Technical Abstract: Agricultural management is composed of many factors including the composition of cropping rotations and fertility management, both of which may have site-specific influences on soil chemistry and microbial communities. We used amplicon-based gene sequencing (ITS2 and 16S rRNAV4) to investigate short-term responses of soil fungal and bacterial communities to cropping sequence and nitrogen (N) management at two field sites in southern Minnesota (Lamberton and Waseca). Following three years of cropping, soil samples were collected from plots planted in five different cropping sequences that varied in annual crop composition (two or three crops) and inclusion of cover crops. Subplots of each cropping sequence were treated with varying amounts of synthetic urea-N fertilizer, representing 0, 80, 100, and 120% of the regionally-recommended rate for each crop species. The N application rate, but not cropping sequence, significantly impacted soil chemical properties at both agricultural sites.

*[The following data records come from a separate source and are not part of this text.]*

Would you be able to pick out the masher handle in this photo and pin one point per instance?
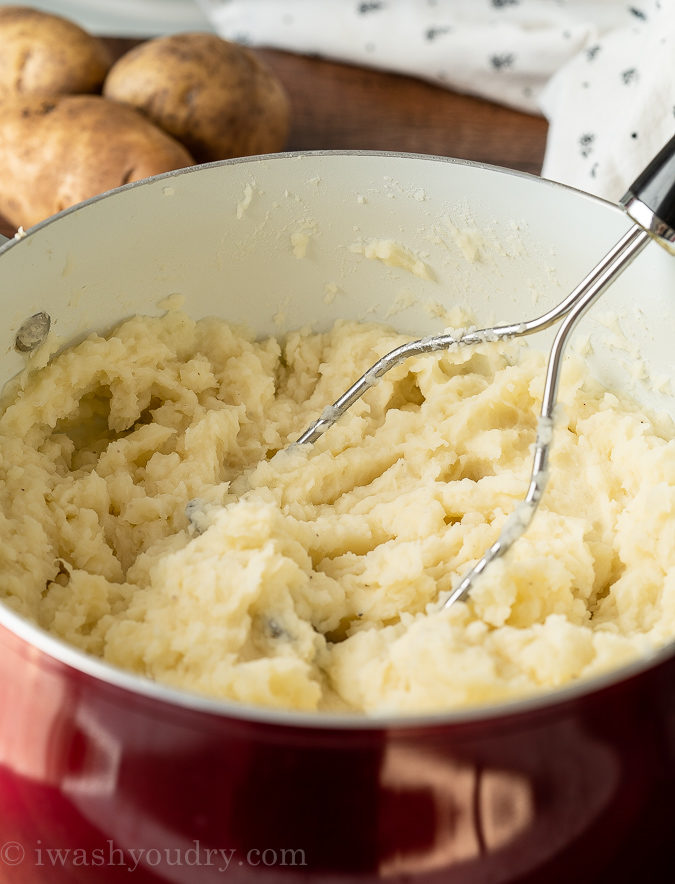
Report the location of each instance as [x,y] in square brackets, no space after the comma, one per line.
[650,200]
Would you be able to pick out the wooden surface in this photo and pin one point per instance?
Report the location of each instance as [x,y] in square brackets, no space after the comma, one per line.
[348,108]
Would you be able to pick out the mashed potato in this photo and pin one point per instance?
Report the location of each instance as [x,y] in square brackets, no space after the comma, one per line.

N fertilizer, at any application rate, led to significantly greater N availability and organic matter content at the Lamberton site and led to significantly lower P availability and increased soil pH at the Waseca site. Different cropping or N fertilization treatments did not lead to strong differences in fungal or bacterial alpha (local) diversity. At both sites, cropping sequence was a significant predictor of overall fungal community compositions, and specific fungal and bacterial taxa were significantly impacted by cropping sequence composition and/or crop identity. While N fertilization was not a strong predictor of overall microbial community compositions, urea additions resulted in changes in abundances of specific fungal and bacterial OTUs and the relative abundances of the fungal phyla Glomeromycota in addition to a number of bacterial phyla. Taken together, these findings suggest that fungal communities respond quickly to changes in the cropping sequence composition, while bacterial community responses may depend more on legacy conditions of soil chemistry and site history.